As with every new package, AutoPot will not be bug-free. Presently, our experience is that most workflow failures happen because execution of a task is not configured properly, for example because of wrong filenames.
In such cases the workflow will not abort but starts hanging, because the
AutoPot orchestrator is written so that new events will only be triggered when
all tasks on which the event depends do not have the state FAILED.

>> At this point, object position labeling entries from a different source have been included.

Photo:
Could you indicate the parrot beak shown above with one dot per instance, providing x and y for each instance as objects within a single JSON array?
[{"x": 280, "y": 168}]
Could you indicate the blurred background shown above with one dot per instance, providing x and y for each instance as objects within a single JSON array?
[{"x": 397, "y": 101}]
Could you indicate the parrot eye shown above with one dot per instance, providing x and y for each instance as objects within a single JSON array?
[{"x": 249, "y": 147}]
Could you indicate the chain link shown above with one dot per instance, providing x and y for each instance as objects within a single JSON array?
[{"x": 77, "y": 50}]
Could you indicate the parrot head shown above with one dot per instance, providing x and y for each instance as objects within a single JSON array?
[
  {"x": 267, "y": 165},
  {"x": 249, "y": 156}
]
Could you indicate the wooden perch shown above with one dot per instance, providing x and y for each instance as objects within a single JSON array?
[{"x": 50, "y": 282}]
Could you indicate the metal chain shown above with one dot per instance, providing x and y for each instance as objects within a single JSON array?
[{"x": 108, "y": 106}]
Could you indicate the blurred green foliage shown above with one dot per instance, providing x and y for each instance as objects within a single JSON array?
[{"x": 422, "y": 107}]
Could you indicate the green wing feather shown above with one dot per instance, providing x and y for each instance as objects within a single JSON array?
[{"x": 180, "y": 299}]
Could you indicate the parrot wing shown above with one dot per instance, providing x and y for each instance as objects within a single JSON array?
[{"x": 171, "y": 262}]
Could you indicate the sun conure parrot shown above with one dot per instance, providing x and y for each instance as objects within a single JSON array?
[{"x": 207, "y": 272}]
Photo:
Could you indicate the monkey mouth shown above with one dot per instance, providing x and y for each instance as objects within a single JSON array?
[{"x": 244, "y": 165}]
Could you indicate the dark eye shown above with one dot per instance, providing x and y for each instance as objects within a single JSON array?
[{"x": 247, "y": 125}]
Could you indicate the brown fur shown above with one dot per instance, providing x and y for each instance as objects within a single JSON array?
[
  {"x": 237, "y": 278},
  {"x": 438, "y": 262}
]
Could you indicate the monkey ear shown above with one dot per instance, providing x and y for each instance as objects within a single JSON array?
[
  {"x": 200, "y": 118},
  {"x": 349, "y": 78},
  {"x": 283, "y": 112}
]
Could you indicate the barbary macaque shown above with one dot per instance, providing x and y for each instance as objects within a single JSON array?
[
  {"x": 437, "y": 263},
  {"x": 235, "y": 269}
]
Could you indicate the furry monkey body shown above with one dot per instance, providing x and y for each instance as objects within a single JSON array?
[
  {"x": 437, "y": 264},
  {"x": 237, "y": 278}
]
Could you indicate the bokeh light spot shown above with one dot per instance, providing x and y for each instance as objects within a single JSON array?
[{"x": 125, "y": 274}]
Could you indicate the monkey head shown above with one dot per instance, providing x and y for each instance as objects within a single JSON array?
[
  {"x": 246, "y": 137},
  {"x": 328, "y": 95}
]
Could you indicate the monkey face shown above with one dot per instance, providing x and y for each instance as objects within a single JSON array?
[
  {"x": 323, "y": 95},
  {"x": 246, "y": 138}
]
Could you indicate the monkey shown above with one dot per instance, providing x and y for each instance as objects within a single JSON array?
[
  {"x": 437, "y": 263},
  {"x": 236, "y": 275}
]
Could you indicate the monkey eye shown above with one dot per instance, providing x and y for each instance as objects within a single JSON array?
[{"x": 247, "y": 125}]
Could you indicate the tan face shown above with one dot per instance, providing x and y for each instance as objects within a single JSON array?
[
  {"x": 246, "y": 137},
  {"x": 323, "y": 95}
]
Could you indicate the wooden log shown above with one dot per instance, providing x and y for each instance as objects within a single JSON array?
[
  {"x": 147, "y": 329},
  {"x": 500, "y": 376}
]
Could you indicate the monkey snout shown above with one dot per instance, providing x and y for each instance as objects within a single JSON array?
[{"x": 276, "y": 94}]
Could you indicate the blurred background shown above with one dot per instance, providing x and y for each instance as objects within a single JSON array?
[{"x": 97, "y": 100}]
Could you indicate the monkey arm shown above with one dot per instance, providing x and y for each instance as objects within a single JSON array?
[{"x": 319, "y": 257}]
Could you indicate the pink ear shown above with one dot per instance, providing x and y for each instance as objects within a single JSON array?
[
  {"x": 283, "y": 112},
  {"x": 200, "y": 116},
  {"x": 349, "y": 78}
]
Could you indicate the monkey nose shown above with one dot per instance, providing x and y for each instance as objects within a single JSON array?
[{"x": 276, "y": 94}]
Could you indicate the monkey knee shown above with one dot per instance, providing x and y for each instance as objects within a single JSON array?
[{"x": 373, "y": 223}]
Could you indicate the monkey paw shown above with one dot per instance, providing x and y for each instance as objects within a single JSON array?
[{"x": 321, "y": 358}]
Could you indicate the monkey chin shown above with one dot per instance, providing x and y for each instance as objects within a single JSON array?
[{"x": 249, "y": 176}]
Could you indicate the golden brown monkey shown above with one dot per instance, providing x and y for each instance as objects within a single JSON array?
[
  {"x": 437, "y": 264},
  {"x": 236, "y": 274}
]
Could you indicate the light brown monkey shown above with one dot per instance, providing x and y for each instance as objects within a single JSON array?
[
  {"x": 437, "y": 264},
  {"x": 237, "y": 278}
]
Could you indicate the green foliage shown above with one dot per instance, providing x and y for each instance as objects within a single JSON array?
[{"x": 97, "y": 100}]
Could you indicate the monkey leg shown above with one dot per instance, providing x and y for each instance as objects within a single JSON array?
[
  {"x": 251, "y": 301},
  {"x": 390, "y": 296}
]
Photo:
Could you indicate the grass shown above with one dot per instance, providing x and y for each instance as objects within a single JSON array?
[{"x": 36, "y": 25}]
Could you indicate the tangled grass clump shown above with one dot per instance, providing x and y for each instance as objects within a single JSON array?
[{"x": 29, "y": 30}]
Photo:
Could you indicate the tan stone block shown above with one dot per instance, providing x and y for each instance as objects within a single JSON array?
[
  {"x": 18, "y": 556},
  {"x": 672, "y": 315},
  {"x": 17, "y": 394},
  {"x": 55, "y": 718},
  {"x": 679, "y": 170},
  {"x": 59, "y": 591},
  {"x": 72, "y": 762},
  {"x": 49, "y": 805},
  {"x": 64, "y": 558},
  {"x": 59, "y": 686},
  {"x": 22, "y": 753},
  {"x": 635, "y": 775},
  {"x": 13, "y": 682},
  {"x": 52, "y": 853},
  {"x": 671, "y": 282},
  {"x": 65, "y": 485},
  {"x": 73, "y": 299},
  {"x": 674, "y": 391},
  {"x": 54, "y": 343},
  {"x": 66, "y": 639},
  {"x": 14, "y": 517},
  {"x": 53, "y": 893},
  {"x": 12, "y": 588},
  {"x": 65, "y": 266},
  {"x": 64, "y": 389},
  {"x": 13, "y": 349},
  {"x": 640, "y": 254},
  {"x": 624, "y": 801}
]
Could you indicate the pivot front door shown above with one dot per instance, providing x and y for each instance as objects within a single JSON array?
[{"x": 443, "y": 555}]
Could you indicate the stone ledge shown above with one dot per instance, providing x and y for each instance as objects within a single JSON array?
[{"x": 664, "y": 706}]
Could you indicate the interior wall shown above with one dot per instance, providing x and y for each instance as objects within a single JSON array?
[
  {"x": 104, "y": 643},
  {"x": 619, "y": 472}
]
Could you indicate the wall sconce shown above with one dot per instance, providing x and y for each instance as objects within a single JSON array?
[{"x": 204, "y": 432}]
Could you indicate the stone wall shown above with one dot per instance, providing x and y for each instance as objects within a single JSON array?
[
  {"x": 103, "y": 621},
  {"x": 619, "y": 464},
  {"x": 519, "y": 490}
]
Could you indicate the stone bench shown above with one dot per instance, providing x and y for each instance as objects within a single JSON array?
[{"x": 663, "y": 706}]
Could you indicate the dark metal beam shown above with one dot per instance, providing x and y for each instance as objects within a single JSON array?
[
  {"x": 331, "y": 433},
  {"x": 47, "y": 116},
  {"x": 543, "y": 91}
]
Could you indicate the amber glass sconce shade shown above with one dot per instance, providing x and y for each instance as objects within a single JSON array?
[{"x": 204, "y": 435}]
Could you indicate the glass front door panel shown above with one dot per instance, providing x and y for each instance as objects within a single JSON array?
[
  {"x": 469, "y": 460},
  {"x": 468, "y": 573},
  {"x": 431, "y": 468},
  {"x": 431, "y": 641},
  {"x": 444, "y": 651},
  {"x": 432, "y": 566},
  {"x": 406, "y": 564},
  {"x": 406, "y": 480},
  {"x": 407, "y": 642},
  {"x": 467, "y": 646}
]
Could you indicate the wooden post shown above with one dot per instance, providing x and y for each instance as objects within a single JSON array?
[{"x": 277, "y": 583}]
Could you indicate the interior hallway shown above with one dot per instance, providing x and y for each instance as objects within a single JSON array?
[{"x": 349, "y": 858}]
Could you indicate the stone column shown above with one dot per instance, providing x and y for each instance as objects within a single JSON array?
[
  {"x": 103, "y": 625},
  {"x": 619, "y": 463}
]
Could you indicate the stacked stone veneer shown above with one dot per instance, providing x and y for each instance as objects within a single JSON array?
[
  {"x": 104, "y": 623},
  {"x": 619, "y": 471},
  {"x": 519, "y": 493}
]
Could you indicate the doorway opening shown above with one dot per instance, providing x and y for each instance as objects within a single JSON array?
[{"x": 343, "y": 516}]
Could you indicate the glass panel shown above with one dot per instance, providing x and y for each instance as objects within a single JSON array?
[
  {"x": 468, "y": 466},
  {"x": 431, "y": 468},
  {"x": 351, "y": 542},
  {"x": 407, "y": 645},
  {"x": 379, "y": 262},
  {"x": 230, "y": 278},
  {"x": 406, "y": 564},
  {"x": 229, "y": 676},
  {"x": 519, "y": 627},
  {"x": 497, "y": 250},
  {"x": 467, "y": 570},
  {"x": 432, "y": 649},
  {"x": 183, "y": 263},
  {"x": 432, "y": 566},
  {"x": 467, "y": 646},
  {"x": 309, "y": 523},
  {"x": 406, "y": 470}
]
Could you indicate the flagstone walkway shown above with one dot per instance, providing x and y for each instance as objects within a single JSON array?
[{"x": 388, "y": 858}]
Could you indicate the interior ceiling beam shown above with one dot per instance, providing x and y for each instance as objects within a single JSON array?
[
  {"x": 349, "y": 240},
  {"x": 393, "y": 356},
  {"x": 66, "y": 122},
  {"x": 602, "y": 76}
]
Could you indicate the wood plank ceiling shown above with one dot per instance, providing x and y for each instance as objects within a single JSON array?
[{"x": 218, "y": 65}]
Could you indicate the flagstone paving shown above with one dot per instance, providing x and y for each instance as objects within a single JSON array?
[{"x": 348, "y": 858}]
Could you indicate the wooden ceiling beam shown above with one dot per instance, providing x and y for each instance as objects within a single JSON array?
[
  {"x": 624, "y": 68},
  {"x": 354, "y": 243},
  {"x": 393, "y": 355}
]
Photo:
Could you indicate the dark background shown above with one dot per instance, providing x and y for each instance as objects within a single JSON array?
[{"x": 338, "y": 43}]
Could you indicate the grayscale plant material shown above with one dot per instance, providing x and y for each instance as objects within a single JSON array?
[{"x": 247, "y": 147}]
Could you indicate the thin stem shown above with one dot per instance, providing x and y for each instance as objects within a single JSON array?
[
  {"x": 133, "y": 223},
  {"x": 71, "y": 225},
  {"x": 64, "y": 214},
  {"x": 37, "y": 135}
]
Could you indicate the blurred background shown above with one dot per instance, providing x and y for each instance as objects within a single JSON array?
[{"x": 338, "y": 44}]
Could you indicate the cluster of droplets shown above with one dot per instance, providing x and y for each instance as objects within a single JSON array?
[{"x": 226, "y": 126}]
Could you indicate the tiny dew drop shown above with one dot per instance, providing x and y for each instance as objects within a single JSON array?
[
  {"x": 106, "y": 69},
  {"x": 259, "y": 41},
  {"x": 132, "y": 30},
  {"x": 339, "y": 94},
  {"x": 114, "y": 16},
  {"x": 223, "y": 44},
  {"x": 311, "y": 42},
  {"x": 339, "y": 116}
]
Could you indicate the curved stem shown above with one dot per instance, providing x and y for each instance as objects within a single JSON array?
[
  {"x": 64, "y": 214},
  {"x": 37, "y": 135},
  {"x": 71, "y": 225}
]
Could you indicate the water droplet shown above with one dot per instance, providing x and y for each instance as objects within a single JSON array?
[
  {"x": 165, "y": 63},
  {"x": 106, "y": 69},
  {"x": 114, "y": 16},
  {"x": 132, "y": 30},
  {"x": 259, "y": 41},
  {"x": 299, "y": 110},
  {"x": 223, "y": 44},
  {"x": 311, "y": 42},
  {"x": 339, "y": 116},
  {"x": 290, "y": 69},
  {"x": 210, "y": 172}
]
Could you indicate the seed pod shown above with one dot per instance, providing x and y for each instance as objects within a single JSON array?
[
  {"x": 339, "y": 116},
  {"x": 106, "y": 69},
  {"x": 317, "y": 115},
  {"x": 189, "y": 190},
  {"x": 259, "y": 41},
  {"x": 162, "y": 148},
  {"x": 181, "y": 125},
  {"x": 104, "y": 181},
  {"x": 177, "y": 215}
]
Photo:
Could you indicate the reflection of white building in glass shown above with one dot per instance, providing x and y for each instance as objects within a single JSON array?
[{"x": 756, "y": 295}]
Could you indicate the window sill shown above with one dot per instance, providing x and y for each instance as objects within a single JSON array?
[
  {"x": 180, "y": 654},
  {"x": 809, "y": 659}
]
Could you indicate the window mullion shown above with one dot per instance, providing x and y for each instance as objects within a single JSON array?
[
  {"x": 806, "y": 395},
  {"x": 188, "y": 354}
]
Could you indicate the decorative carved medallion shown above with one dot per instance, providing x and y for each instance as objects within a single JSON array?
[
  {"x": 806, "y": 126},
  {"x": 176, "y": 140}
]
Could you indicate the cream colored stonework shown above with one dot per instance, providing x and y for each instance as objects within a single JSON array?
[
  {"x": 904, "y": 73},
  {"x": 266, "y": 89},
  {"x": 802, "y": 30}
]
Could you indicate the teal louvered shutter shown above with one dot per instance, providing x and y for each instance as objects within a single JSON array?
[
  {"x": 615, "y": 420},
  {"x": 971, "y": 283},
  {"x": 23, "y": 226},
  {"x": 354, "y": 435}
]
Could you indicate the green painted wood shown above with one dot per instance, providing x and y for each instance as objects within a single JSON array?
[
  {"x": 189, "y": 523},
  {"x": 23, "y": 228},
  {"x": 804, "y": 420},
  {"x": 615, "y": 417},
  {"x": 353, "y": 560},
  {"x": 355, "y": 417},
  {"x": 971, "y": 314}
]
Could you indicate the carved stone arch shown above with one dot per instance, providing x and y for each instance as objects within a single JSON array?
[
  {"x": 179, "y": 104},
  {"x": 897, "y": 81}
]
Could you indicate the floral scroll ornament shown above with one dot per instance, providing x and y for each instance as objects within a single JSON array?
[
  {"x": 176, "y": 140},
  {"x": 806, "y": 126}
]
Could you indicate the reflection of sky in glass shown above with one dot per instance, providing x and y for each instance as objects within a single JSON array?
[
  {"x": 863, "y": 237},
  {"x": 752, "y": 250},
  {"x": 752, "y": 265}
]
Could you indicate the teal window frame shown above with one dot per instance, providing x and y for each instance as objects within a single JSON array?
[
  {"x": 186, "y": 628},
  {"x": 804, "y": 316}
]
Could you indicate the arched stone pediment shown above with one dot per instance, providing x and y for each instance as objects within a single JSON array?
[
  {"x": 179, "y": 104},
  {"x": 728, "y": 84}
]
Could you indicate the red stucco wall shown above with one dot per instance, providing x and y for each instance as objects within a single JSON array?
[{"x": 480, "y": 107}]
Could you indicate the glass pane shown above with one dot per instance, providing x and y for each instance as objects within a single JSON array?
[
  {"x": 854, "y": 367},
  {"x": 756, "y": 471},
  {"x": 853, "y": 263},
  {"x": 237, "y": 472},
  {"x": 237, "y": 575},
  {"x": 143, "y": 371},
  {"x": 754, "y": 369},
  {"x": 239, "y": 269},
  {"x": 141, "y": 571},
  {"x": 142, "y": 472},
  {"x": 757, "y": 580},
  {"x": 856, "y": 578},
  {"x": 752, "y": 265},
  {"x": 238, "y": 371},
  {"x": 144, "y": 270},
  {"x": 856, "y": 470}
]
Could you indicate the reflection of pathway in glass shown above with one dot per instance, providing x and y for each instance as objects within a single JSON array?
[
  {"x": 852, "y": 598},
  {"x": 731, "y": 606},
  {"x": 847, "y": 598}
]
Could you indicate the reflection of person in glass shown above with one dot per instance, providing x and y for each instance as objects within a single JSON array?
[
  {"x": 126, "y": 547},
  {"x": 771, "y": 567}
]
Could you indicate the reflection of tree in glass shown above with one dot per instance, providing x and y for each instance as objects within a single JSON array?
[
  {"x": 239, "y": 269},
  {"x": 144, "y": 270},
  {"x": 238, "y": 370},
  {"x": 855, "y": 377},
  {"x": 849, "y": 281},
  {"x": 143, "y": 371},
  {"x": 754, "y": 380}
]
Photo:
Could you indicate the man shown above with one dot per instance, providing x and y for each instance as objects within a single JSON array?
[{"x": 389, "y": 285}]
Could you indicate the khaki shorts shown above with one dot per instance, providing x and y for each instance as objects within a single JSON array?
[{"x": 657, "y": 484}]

The state of runs can be checked by running the following command in the
workflow directory:
motoko info --verbose
The output may look like this:
******************************
TaskManager: md_select
******************************
Loaded 2 jobs: OK
Loaded job infos: OK
Table create: OK
| cfg_fname | id |
|----------------------------------|------|
| md_cfgs.xyz,0 | 1 |
| md_cfgs.xyz,1 | 2 |
Loaded 2 runs: OK
Loaded run infos: OK
Table create: OK
| run_name | id | job_id | state | nproc | machine_name | start_time | last step | last update | Time/step | Total Time |
|------------|------|----------|-----------|---------|----------------|----------------|-------------|---------------|-------------|--------------|
| test | 1 | 1 | FINISHED | 1 | localhost | 10:49 04/11/25 | None | None | None | None |
| test | 2 | 2 | FAILED | 1 | localhost | 10:52 04/11/25 | None | None | None | None |
Here, the run with id = 2 has failed. To fix it, go to
md_select/BD-md_select-runs/run-2 and inspect test.e2 and test.o2
to check what caused the error.
If the error is caused by launch.sh or doIt.py, it is probably
necessary to also fix them in the corresponding task directory so that future
runs are not impacted by the same error.